Cuando
preguntó en tesorería la contadora le dio como primera respuesta una sonrisa
amarga y después le confirmó que sí, que era eso, el infierno tan temido. Con
una mueca parecida compartieron la mala nueva sus colegas en la sala de
profesores que por ahora vienen zafando de la plaga. La última en darle las
condolencias fue la de Geografía, que con cariño le palmeó la espalda como si
le diera el pésame.
El mal
en cuestión es el impuesto a las ganancias aplicado al salario. A ella siempre
la había parecido que la vara estaba allá, bien alta, que rozaba el pelo y el
salto de los otros, y por lo tanto vivió su vida desentendida de la cuestión.
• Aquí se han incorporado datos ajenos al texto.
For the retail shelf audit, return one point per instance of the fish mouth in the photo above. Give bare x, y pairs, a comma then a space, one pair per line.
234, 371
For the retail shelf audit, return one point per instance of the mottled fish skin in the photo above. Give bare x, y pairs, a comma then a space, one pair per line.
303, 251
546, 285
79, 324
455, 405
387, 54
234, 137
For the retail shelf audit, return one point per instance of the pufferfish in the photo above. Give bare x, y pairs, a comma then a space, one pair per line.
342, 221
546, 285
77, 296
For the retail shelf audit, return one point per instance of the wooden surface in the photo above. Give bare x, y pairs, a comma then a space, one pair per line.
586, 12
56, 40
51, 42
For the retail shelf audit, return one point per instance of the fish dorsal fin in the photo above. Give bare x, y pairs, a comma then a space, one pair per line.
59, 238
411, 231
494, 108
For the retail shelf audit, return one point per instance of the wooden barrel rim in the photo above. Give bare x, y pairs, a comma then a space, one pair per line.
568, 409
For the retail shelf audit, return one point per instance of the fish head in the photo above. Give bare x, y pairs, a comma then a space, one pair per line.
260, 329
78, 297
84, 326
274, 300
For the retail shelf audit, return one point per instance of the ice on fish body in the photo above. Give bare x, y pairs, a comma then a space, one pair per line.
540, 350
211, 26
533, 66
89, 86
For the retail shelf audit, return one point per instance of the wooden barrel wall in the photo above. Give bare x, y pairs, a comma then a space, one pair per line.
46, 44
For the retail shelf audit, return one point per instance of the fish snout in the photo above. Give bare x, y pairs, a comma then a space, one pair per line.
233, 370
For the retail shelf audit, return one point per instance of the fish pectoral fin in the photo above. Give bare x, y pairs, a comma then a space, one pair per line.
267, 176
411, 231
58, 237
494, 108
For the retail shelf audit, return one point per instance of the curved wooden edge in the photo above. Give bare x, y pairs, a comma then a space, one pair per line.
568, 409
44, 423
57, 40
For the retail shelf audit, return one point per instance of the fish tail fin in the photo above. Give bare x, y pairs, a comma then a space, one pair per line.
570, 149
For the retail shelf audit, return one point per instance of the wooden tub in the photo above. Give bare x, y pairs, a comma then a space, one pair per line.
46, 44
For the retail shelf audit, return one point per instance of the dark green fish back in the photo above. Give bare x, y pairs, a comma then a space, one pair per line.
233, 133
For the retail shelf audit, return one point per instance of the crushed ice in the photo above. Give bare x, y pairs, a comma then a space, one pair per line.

Pero
bastaron un par de años inflacionarios, la suma de más horas para darle de
comer al bebé en camino, el ascenso a jefa de departamento que le sumo un plus
y voilá, de golpe sintió cómo su cabeza se aplastaba dolorosamente contra el
techo.
La magia
mala del asunto que no alcanza a explicarse es que a partir de este mes de
abril gana más pero gana menos. Una locura, ¿no?
De modo
que ahora hace su duelo así, callada, ausente. Con la taza de mate cocido tibio
en una mano y el recibo de sueldo que cuelga enredado entre los dedos de la
otra. Quieta, los ojos perdidos en un punto de la pared que alguna vez habrá
dejado alguna mosca de mierda pegajosa. Pero, vamos, se dice para adentro, que llorar
no arregla nada, deben ser cosas del crecimiento.